论文部分内容阅读
目的利用基因芯片数据挖掘识别与乳腺癌组织学分级相关的特征基因,对乳腺癌的临床诊断和生物医学研究起到借鉴和参考作用。方法从公共基因芯片数据库GEO(gene expression omnibus)获得乳腺癌芯片表达数据,利用支持向量机提取获得不同组织学分级的肿瘤样本的特征基因,并对这些基因进行生物学功能分析。结果获得了64个特征基因,分类正确率达到100%,这些基因与癌症有较大的相关性,主要集中在转录调控、离子运输、器官发生发育等多个生物学途径中。结论通过对基因芯片数据的挖掘,可以从全局上了解肿瘤的表达情况,加深对乳腺癌细胞分化分子机制的认识。

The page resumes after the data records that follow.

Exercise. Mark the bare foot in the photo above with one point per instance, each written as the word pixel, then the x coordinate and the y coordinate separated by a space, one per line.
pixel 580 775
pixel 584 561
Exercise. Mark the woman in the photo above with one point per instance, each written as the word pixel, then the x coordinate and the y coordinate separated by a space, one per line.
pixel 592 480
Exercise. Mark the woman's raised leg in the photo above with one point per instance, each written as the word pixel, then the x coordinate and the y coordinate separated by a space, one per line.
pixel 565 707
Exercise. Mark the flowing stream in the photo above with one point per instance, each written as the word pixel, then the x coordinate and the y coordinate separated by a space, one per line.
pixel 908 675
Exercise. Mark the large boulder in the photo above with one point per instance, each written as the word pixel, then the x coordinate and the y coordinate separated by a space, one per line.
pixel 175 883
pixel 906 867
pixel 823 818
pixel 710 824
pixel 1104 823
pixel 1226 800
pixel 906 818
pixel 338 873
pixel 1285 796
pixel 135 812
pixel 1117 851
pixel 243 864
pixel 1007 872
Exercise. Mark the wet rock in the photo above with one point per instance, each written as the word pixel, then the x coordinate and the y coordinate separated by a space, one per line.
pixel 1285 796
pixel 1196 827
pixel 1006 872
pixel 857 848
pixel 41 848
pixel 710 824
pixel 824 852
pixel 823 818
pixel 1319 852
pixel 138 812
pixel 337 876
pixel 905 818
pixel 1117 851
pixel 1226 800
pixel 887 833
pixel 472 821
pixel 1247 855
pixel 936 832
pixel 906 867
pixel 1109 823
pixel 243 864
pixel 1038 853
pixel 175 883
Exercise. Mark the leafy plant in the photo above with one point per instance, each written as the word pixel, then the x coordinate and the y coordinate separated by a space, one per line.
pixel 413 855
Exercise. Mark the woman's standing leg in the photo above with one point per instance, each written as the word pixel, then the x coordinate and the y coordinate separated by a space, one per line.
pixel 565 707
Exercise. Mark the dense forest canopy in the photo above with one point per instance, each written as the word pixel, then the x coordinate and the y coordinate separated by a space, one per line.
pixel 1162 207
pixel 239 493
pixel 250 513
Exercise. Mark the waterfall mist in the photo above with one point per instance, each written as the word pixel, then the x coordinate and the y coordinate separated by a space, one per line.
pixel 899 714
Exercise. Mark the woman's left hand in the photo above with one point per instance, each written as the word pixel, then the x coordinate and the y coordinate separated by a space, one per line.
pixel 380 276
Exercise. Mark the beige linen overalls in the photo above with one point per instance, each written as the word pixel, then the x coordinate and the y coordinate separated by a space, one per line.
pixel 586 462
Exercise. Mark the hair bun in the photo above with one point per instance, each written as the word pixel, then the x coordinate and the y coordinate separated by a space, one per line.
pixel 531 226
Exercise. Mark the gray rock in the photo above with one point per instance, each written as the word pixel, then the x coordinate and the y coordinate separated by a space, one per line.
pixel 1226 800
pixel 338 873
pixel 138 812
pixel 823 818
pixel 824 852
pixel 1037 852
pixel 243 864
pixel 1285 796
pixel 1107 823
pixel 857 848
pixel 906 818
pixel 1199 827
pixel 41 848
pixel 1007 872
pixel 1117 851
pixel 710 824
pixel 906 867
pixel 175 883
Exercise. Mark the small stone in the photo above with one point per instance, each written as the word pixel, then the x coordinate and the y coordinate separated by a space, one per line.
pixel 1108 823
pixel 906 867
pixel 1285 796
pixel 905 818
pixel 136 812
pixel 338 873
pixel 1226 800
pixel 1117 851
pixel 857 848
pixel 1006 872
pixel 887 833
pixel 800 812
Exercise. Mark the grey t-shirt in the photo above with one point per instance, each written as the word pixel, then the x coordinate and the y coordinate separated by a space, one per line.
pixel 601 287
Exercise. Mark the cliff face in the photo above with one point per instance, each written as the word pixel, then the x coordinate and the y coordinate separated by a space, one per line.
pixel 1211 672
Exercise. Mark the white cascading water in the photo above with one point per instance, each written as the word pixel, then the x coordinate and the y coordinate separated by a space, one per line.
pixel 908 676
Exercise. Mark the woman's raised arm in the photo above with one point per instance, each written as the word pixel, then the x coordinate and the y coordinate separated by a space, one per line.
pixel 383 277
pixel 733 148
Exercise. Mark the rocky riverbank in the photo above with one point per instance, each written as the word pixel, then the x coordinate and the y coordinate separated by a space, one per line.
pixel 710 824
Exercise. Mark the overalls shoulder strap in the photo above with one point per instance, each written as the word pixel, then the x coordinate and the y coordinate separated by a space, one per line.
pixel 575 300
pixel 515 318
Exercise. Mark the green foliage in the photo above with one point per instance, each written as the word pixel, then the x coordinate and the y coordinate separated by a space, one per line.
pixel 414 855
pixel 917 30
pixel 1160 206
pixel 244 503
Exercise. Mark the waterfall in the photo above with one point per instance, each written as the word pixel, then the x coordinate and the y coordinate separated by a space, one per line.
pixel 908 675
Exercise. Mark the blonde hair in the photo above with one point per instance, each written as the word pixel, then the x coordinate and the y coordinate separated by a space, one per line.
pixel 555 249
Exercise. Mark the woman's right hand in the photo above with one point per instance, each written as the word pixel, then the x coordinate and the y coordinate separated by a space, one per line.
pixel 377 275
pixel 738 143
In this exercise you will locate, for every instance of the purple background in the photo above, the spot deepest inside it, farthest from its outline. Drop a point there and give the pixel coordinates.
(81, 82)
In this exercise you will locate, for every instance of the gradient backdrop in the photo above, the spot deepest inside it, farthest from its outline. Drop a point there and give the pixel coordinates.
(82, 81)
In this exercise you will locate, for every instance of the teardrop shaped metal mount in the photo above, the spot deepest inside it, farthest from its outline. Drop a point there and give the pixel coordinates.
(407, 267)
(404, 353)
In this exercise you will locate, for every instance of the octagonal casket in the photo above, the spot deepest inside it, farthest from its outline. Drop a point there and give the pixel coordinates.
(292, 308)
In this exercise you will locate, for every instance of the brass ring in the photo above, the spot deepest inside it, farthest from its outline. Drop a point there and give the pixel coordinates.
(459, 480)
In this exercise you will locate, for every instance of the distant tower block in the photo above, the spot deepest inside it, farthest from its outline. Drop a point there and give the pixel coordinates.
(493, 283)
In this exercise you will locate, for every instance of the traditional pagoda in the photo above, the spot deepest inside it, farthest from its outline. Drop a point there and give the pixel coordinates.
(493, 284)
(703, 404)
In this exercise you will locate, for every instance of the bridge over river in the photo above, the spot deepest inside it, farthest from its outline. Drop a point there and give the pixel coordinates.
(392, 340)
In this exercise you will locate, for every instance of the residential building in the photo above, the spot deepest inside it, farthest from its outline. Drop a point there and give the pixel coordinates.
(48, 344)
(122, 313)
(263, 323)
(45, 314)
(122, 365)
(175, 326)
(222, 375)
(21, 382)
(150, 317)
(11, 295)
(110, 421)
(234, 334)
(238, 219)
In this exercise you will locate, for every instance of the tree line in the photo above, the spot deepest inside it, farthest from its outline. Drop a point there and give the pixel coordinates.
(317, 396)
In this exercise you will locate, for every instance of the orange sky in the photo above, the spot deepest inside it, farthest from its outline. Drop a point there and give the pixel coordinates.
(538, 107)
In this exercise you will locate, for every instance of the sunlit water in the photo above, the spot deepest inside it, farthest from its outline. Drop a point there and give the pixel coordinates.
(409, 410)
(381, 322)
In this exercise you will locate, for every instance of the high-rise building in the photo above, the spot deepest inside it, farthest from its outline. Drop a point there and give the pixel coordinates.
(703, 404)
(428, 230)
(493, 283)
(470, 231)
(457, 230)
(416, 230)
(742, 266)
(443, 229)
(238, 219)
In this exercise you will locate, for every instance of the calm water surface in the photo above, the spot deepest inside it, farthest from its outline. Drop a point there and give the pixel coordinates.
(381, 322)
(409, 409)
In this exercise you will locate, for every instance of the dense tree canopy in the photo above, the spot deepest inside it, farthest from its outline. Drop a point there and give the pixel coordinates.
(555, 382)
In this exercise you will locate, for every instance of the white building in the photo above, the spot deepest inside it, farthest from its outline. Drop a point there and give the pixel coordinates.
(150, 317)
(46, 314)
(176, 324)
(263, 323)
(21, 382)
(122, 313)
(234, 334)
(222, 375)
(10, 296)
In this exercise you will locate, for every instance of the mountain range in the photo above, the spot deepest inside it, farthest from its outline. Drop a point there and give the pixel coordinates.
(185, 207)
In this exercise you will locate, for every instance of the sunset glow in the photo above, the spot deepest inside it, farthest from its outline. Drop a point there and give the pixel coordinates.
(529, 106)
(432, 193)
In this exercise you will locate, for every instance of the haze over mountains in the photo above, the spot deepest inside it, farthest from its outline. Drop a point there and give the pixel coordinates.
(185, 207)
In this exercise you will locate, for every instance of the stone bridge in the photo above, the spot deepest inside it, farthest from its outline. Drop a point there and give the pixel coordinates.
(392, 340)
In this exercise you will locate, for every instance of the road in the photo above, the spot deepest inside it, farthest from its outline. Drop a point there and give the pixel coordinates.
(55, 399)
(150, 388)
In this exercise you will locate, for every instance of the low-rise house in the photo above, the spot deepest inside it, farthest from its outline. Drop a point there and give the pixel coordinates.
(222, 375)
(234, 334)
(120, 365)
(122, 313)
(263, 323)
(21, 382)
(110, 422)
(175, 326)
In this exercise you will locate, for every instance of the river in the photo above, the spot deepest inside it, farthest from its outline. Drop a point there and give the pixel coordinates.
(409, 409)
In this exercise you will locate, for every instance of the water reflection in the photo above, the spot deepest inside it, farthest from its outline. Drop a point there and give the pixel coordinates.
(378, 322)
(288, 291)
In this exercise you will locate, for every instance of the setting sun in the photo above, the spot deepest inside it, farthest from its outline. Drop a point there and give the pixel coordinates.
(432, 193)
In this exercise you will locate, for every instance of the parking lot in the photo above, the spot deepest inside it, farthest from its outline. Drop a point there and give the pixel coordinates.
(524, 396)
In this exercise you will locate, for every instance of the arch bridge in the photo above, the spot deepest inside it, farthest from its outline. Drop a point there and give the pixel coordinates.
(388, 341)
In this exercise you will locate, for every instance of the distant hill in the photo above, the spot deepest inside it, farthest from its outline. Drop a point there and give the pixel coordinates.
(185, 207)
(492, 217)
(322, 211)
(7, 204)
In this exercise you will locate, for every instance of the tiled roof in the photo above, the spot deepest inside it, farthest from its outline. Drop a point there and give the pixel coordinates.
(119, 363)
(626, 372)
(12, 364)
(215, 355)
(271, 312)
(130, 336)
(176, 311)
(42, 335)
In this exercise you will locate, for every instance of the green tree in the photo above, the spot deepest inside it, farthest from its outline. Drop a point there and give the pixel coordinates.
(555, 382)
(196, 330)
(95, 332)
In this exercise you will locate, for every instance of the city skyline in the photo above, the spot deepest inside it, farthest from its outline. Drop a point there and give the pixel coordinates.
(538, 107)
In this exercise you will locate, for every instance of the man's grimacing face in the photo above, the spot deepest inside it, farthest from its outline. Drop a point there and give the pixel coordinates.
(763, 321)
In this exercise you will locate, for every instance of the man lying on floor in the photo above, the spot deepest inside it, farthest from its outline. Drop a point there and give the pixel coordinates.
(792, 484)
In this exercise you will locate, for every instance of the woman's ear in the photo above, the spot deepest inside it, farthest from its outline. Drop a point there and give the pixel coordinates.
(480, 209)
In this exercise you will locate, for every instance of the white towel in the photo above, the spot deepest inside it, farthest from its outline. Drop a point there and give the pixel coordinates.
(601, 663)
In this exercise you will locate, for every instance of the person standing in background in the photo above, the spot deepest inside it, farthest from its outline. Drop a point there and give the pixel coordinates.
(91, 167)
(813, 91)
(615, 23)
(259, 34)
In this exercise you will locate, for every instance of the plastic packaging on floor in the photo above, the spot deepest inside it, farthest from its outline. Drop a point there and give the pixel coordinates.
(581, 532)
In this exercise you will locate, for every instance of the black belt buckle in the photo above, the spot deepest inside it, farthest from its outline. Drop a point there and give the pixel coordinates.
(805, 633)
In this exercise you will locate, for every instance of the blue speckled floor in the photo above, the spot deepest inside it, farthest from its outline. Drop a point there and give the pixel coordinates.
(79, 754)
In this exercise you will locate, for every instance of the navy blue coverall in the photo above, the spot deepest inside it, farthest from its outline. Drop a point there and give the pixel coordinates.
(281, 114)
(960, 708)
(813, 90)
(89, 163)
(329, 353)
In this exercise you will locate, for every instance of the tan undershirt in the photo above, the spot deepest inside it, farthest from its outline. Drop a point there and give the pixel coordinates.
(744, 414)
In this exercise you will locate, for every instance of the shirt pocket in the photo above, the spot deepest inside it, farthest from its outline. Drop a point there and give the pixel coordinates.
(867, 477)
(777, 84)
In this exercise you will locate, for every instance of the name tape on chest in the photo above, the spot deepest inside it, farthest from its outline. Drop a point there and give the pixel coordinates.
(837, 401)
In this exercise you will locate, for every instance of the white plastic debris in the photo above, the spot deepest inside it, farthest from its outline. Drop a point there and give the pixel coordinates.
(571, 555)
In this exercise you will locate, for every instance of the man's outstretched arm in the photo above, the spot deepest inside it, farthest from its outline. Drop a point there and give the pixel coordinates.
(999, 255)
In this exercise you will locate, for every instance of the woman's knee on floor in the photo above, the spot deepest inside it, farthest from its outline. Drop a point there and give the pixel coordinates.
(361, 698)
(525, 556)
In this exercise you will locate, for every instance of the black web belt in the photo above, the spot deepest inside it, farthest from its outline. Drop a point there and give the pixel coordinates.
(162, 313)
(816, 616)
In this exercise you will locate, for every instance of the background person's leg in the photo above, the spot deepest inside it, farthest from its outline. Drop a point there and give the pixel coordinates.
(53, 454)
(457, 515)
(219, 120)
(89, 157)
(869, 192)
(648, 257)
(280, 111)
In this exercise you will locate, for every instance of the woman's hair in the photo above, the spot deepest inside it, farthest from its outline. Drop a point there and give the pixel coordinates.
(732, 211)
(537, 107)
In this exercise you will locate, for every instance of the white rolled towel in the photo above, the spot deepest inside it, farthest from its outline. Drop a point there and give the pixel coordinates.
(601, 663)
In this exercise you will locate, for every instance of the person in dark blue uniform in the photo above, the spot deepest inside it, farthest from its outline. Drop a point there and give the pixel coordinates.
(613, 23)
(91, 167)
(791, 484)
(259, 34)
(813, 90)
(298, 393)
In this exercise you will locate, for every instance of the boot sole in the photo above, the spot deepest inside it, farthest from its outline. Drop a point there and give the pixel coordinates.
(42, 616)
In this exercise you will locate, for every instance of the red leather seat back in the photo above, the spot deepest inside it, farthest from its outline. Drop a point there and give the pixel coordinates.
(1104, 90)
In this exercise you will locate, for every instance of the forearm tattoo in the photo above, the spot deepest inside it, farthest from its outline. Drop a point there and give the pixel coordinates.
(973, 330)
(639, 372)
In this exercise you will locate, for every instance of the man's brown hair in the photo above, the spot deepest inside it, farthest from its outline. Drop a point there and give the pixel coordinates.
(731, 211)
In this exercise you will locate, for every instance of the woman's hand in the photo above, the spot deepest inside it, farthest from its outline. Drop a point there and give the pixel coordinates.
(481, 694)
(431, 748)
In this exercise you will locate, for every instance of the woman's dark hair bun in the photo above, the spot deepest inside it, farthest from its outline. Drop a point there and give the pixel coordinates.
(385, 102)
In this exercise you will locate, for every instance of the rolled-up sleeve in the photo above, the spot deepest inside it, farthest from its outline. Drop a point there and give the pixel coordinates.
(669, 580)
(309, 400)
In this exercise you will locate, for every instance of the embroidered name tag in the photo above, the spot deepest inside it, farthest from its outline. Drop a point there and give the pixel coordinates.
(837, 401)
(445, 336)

OBJECTIVE: To use gene chip data mining to identify characteristic genes related to histological grading of breast cancer, and to provide reference and reference for the clinical diagnosis and biomedical research of breast cancer. Methods Breast cancer microarray expression data were obtained from gene expression omnibus (GEO), and the characteristic genes of tumor samples with different histological grade were extracted by using support vector machines. The biological functions of these genes were analyzed. Results Sixty-four characteristic genes were obtained and their classification accuracy was 100%. These genes have a high correlation with cancer, mainly in many biological pathways such as transcriptional regulation, ion transport and organogenesis. Conclusion Through the mining of gene chip data, we can understand the overall situation of tumor expression and deepen the understanding of the molecular mechanism of breast cancer cell differentiation.